PhM: You’ve had some initial discussions FDA about your technology and your drugs in development. What have their questions and concerns centered around, and how have you addressed them?

F.M.: As expected, the validation of the disposable components and the equipment and demonstrating aseptic processing in these disposable components is critical. The most complex example is the disposable for the RNA manufacturing requires aseptic assembly with the patient sample and appropriate reagents. There was significant discussion on how to perform this assembly appropriately and demonstrate the developed methods ensure aseptic processing. The considerations raised in the discussion are being incorporated into the design of the barrier isolator for this assembly.

PhM: You have one product moving into Phase III trials. Should it eventually be approved, what would scale up to commercial operations look like? What are the main challenges?

F.M.: For personalized therapies, the key is scale-out instead of scale-up. The goal with automation is to design a modular facility where additional modules can be added when expansion is required as the patient population increases post commercialization. The automated processing equipment and modular facility can be replicated as needed.

The main challenge of personalized therapies is logistics. The patient’s tumor or viral sample needs to be obtained as the source of antigen, and the white blood cell collection needs to be obtained as the source of the dendritic cells and plasma to manufacture and formulate the final product. Managing the logistics of obtaining those samples, scheduling the processing, and shipping each individual dose of the final product back for administration to the patient is complex and challenging. Due to its extensive clinical trial experience over the past six years, the Argos team understands and has developed the expertise to effectively manage the unique logistics of personalized immunotherapies.

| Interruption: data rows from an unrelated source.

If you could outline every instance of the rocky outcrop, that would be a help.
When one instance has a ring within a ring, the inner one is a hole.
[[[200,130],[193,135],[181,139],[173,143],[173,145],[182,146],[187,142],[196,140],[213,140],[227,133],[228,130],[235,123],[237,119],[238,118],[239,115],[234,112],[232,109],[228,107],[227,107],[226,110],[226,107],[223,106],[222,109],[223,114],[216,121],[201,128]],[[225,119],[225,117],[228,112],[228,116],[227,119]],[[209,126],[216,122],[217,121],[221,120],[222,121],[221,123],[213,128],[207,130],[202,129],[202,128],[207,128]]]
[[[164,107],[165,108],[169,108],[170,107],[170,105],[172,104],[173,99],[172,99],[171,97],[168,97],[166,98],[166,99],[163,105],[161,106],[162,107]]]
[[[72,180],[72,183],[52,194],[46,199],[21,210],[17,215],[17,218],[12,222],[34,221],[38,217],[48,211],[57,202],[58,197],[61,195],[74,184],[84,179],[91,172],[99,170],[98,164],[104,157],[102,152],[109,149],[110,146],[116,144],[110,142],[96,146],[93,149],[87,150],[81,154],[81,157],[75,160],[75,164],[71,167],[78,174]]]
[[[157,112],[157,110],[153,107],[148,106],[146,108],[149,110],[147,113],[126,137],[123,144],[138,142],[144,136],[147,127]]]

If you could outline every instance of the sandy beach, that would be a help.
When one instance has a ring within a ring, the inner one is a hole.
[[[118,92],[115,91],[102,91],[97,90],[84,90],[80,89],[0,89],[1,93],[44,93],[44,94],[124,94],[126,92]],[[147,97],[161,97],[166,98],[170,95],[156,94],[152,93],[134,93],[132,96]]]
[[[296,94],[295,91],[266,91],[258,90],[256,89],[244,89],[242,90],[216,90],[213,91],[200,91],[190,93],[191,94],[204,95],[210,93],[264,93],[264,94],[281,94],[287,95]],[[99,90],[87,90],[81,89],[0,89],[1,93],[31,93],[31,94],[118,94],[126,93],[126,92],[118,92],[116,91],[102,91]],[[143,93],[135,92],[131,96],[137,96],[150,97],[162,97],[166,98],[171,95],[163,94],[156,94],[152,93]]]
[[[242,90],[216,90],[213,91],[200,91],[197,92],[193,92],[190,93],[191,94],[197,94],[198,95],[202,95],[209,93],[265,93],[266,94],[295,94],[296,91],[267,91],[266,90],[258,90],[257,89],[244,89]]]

PhM: For a marketed therapy, you expect to have a cost of goods comparable to currently marketed biopharmaceutical products. What enables this?

F.M.: The automation using functionally closed disposable components enables the lower cost of goods primarily through the reduction in the cleaning, facility, and personnel costs. The functionally closed disposable components minimize the cleaning requirements between patient samples. The size of the facility is significantly reduced and automation enables a higher classification for the processing rooms resulting in lower operating costs. The required manufacturing personnel is one third of the requirements of the manual process. The main driver for the cost of goods becomes the reagents and disposable components.

PhM: You’re targeting immunotherapies, but what’s the potential for Arcelis (or modifications of the technology) to have broader applications for personalized medicine?

F.M.: Arcelis is an immunotherapy platform technology and can readily be applied to other indications in cancer as well as infectious and other diseases, since each indication differs only by the source of disease material. Argos’s immunotherapy designed for treatment of HIV, AGS-004, recently completed a Phase 2 study and is now in a randomized, double blinded, placebo controlled, Phase 2b study. Argos is evaluating potential Arcelis programs in additional forms of cancer, as well as other disease models.